Arrasada por bombardeios de Israel no ano passado, Gaza tem chance de alegria com futebol
As pessoas vão se reunir nas cidades palestinas nesta segunda-feira, 12. Levarão bandeiras, gritarão e cantarão, emocionadas. Exibirão seu nacionalismo com orgulho. Não será mais uma das frequentes manifestações políticas ou de protesto contra a morte de inocentes. Sua seleção nacional de futebol participará pela primeira vez de uma competição relevante. Estreará contra o atual campeão Japão, às 4h da madrugada da Bahia, pela 16ª Copa da Ásia, na Austrália.
Apesar do entusiasmo coletivo, será impossível esquecer a dura realidade local. O próprio futebol da Palestina está constantemente marcado pelos embates contra Israel. "É afetado pela turbulência política. O conflito (de 2014) em Gaza nos causou graves dificuldades em todo o esporte", disse ao site da Fifa o artilheiro da seleção, Nu'man.
Israel, que controla as fronteiras palestinas, se acostumou a não autorizar a ida de jogadores da Palestina para partidas no exterior, mesmo quando a seleção mandava jogos em campo neutro. Alega motivos de segurança. Atletas foram presos, acusados de colaborar com guerrilheiros, inclusive levando dinheiro, celular e mensagens em voos do selecionado.
Foi por não comparecer ao duelo em Cingapura que a Palestina caiu nas Eliminatórias do Mundial de 2010. Na edição de 2014, pesaram os desfalques retidos pelos israelenses.
Os dois territórios atuais da Palestina - Cisjordânia e Gaza - possuem campeonatos, mas inexiste uma liga nacional porque Israel restringe o trânsito de palestinos entre as duas regiões. "É praticamente impossível viajar de uma à outra. Suponho que seja o único caso no mundo e só mostra o que os palestinos precisam tolerar", contou ao A TARDE o meia da seleção Jaka Ihbeisheh, de 28 anos, esloveno filho de palestino.
"As dificuldades que meus colegas experimentam por causa dos israelenses não influenciam a atmosfera da seleção. Apenas nos motivam mais", acrescentou.
A lista de clubes campeões de Gaza alterna buracos: 1985, 1986, 1987, 1996, 1997, 1998, 2000, 2006, 2009, 2011, 2013 e 2014. Metáfora das ruínas locais, que resistem quando e como podem. As paralisações evidenciam as dificuldades sob fogo cruzado. O abandono do futebol vira um detalhe diante de tantas perdas e privações.
Troféu inédito
A Palestina conquistou seu único título oficial em maio do ano passado, em competição continental para equipes de menor poderio. Valeu a vaga na Copa da Ásia.

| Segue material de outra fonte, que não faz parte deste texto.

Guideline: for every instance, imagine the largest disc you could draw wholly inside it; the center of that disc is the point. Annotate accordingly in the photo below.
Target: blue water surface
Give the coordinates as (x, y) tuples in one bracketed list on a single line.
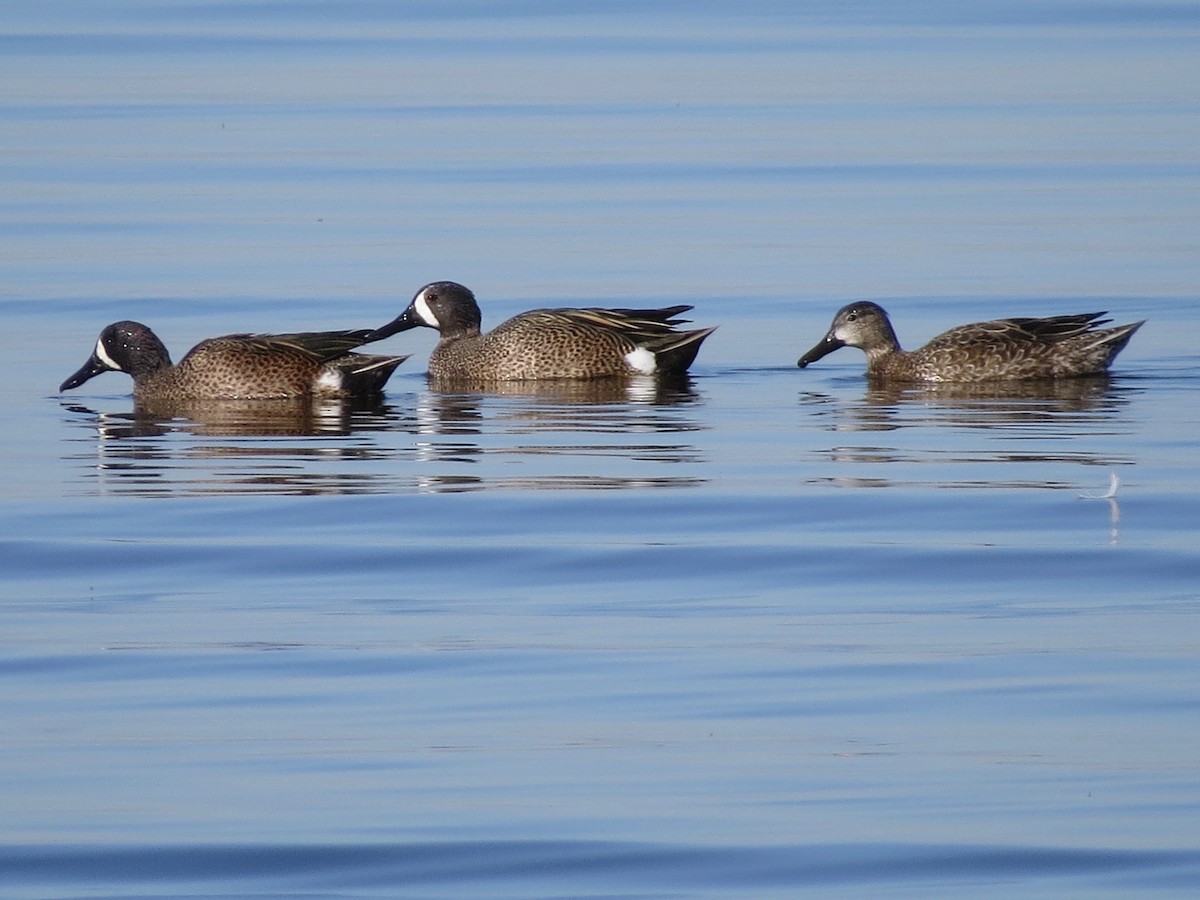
[(763, 634)]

Em julho, a alegria foi calada pelo reinício dos ataques de Israel a Gaza, que teriam matado 2,2 mil civis árabes. Uma das vítimas, Ahed Zacqut, era treinador e ex-meia. Bombas assassinaram quatro meninos que jogavam bola numa praia.
No cenário de devastação, dezenas de milhares de desabrigados ainda sofrem com falta de água, eletricidade e emprego. A Fifa promete recuperar dez campos de futebol destruídos, incluindo dois estádios. Ação sócio-esportiva do Real Madrid ajuda crianças a superar traumas.

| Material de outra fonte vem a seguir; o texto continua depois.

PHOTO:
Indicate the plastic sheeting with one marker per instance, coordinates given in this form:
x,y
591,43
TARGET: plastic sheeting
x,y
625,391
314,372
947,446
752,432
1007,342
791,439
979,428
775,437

Os jogadores falam como embaixadores que querem dar visibilidade à existência do seu país e motivo de felicidade à sua gente. Até o site da Associação Palestina de Futebol usa "Guerrilha" como apelido da seleção. Também se refere como "mártires" às vítimas dos conflitos que são homenageadas em eventos que ela promove.
Uma competição de clubes leva o codinome do ex-presidente palestino Yasser Arafat, falecido em 2004 e ligado a terroristas.
"Vida normal"
Ihbeisheh ressalva que Gaza está em caso de exceção hoje: "A situação na Palestina não é tão terrível quanto a mídia retrata. Não é um perigoso país em guerra, com bombas caindo constantemente, pessoas morrendo. O povo vive vidas normais, vai trabalhar, crianças vão à escolha, eles acompanham esportes e internet, estão longe de serem isolados e ignorantes".
Mas ele admite: "Postos de controle de Israel em toda parte e seus soldados fazem lembrar constantemente que você está em território ocupado, que, como palestino, não tem os mesmos direitos que os israelenses e não pode se mover livremente".
Na Copa da Ásia, a Palestina enfrentará os dois últimos campeões, Japão e Iraque, e o adversário do seu primeiro jogo em casa pós-filiação à Fifa, a vizinha Jordânia, com que empatou, em 2008. É o azarão do torneio, mas chega como o maior vencedor.